Janak also makes exercise a part of his diet plan. Horner emphasizes the importance of this, as well, say-ing that physical exertion increases production of neurons that we need to continually grow to make new memories. But fasting has been noted to keep those brain cells (and memories) alive. In fact, a laboratory mouse with Alzheimer’s disease that fasts tends to live two-and-a-half years longer, on average, than a mouse that eats normally.

As for healthy mice who fast, “If you put them in spatial learning and tasks, their hippocampus is bigger. It’s pretty provocative, I think,” Horner says.

Two metabolic states

But Horner explains that the boon comes not from fasting itself, but from flipping between two metabolic states. Some researchers call this concept “intermittent metabolic switching.” Authors of a 2018 paper published in Nature Reviews Neuroscience found that with fasting and exercise, ketones are produced with the depletion of the body’s fatty acids. Likely, humans evolved to thrive in a fasting state because those who could hunt successfully despite hunger lived longer. Basically, if you were built to function best with a pattern of switching between ketosis, followed by a flood of glucose that comes with eating and rest, you were best equipped to survive.

Still, Horner admits, “We don’t know how you get from A to B. When you’re in that ketone state, we don’t know why, but your brain functions better.”

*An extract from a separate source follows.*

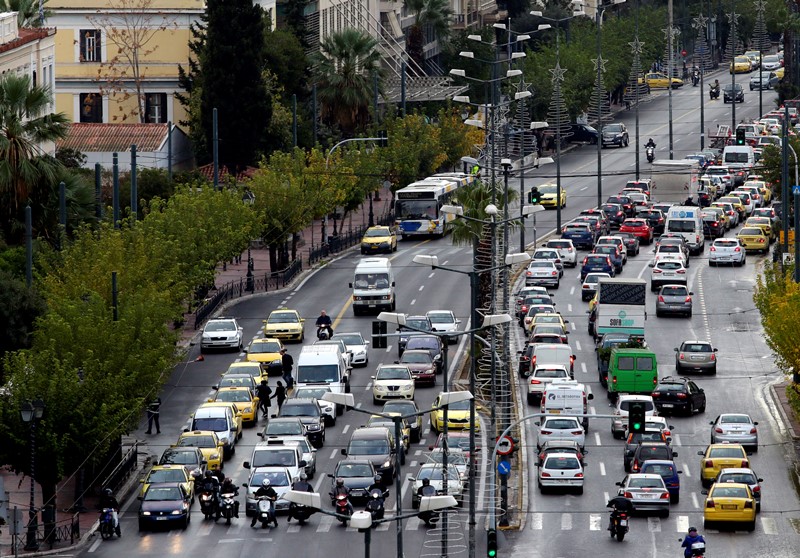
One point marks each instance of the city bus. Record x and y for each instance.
(417, 206)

What we do know is that too much fasting is harmful. “More fasting is not good,” Horner says. “There is this magic window.”

Fasting not for everyone

Not everyone should try fasting, either. Omar Jaber, M.D., a pediatrician affiliated with Baylor College of Medicine and Texas Children’s Hospital, warns that muscle cramp-ing, dizziness and light-headedness can result from extended fasting. He adds that ancient Islamic laws exempt menstruating women, children, the elderly and the chronically ill from fasting during religiously prescribed times. Kizer agrees that patients who are recovering from surgery, pregnant, or dosing with insulin should probably stay away from fasting, but believes that overall, it is a very safe practice. “For most people, it would be fine,” she says.

Kizer is also quick to note that while longevity related to fasting has only been studied in mice, other evidence already suggests that fasting can increase longevity in humans, too. By losing body fat, she points out, you get yourself closer to the kind of healthy body weight that is noted among centenarians. The cell life in people whose bodies are stressed by factors such as excess weight is shorter than that in people who are healthfully slim. “That impacts longevity,” Kizer says.

Practitioners like Janak say it’s not difficult to simply stop eating at 8 p.m., then wait until noon the next day to break their fast. And if it means extra years of healthy old age, there’s little to get in the way of most people making intermittent fasting part of their lifestyle.